Эти же женщины живут в Париже или на окраине, годами запертые в своем тесном мире, и не знают даже, где находится Эйфелева башня!
Размышляя над этим в период моей надежды на развод, я была – и остаюсь сейчас – радикально настроена по отношению к африканской общине. Я раздумывала три долгих года, прежде чем оказаться у адвоката, продолжая в то же время образование в области моды и втайне совершая необходимые действия. Я поняла, что никто не поможет мне. Каждый раз, когда я пыталась довериться и кому-нибудь из близких рассказать о своей депрессии, муж пользовался этим как поводом для упреков. Депрессия? Это слово, которым я пользуюсь, ни о чем ему не говорило.
Тогда семейные разборки стали более серьезными. Разумеется, провоцировала их я… На языке сонинке я была гядъян Тана – «зачинательница скандалов».
Однажды муж задал мне вопрос, на который я не ответила – я с ним больше не разговаривала, – и пощечина досталась моей дочери. Мы смотрели фильм по телевизору, там семейная пара поцеловалась. Скандал!
– Иди спать! Вы станете такими же, как ваша мать! Проститутки!
Он часто оскорблял меня перед детьми, представляя их мать проституткой.

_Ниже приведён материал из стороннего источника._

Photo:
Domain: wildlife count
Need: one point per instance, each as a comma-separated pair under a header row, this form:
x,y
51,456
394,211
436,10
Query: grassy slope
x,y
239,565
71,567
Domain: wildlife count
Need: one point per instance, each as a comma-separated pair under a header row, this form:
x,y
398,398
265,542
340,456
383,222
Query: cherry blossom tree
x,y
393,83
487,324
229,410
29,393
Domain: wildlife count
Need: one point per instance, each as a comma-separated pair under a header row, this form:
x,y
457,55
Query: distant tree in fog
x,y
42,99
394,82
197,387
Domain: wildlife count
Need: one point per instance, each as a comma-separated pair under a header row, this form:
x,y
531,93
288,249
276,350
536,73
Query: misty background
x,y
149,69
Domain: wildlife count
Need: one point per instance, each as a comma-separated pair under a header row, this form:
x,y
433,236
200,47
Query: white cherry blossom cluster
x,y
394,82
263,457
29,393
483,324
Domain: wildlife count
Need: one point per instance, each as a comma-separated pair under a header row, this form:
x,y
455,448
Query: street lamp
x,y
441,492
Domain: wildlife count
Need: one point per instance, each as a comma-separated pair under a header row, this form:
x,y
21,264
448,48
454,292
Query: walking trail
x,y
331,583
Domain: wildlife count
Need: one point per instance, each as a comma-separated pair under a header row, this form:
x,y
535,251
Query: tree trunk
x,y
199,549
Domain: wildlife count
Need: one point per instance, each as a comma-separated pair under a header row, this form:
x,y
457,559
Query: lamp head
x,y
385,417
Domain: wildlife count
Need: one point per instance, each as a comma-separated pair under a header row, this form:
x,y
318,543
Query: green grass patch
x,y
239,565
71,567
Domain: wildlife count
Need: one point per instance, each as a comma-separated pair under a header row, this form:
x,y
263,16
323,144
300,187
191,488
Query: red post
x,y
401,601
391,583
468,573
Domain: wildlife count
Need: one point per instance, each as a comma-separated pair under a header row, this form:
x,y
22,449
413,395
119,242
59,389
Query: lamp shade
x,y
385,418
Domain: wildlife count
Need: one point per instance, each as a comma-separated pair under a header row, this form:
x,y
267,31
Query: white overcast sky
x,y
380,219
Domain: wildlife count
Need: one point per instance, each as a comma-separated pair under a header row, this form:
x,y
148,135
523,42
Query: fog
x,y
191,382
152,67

Новый день – новый скандал. Я была все еще в депрессии и попала в больницу. Друг, с которым я познакомилась через моего отца, пришел проведать меня. Я лежу в двухместной палате с другой пациенткой. Мой друг сидит около кровати и внимательно слушает новости. Муж открывает дверь и, заметив посетителя, приходит в ярость. Мужчине нечего делать в моей комнате, он наверняка мой любовник, я снова проститутка! У него наконец есть доказательства подозрений! Тот бедняга пытался ответить. Я посоветовала ему молчать, но было слишком поздно: муж так кричал, что персонал больницы попросил посетителя и мужа выйти. Но он ничего не хотел слышать, и я была вынуждена слушать продолжение, не имея возможности уклониться от наблюдения за этим спектаклем. Врачу пришлось вмешаться, и хуже всего, что муж тут же направился рассказать об этой истории мужу одной из моих малийских подруг. Это было в его манере.
– Я видел мужчину на ее кровати! Никто мне не верил, когда я говорил, что она шлюха! У нее есть любовник!